Introduction
Introduction Statistics Contact Development Disclaimer Help
# taz.de -- „Friedensdemo“ in Berlin: Der Frieden der Wirrköpfe
> Die Reste der Friedensbewegung schließen sich mit den
> „Montagsdemonstranten“ zusammen. Das Ergebnis: Nato, USA und Israel sind
> an allem schuld.
Bild: „Nur der Anfang“: Demo gegen den Krieg am Wochenende.
BERLIN taz | Die „Bürgerrechtsbewegung Solidarität“ hatte sich strategisch
günstig an der Bushaltestelle platziert, an der alle Demonstranten
vorbeimussten. „Putin und China sind Obama und Merkel moralisch überlegen“
stand auf ihrem Plakat.
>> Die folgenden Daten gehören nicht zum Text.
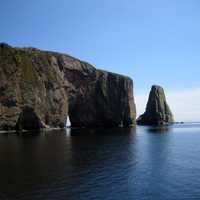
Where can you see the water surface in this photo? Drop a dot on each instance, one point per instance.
(104, 164)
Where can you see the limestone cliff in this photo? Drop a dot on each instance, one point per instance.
(157, 110)
(40, 89)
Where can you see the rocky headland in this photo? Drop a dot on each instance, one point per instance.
(39, 89)
(157, 110)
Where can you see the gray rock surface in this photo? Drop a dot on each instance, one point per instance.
(54, 85)
(157, 110)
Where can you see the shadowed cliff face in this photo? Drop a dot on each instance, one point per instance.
(157, 110)
(55, 85)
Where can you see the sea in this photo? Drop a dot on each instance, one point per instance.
(137, 163)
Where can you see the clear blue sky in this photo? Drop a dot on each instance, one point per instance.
(152, 41)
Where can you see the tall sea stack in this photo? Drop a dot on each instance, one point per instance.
(157, 110)
(41, 89)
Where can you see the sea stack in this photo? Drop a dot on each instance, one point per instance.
(157, 110)
(40, 89)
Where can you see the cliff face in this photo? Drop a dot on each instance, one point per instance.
(40, 89)
(157, 110)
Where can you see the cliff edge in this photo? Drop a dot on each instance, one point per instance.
(40, 89)
(157, 110)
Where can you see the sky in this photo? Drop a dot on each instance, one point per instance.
(152, 41)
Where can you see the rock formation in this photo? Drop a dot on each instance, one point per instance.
(157, 110)
(41, 88)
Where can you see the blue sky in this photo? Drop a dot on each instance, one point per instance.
(152, 41)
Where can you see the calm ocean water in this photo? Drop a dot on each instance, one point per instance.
(143, 163)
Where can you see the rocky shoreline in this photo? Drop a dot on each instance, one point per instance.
(40, 89)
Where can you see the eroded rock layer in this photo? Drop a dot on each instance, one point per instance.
(157, 110)
(54, 85)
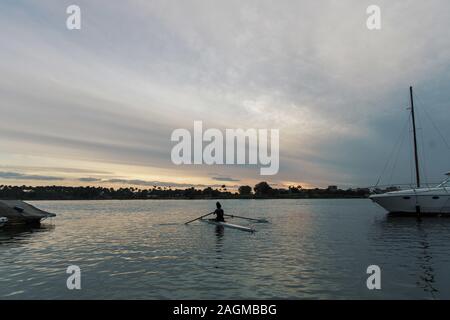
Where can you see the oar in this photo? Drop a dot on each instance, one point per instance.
(258, 220)
(199, 218)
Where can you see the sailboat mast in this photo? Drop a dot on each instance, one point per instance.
(416, 157)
Auf eine kürzere Formel lässt sich das Programm der
Demonstration, die am Samstag in Berlin zum Amtssitz von Bundespräsident
Joachim Gauck zog, kaum bringen. Als die Auftaktkundgebung begann, waren an
dem Stand alle Flugblätter vergriffen.
Die Anklage, die die Kriegsgegner vorzubringen hatten, hatte durchweg
dieselbe Stoßrichtung: der Westen als Aggressor, Russland als Opfer.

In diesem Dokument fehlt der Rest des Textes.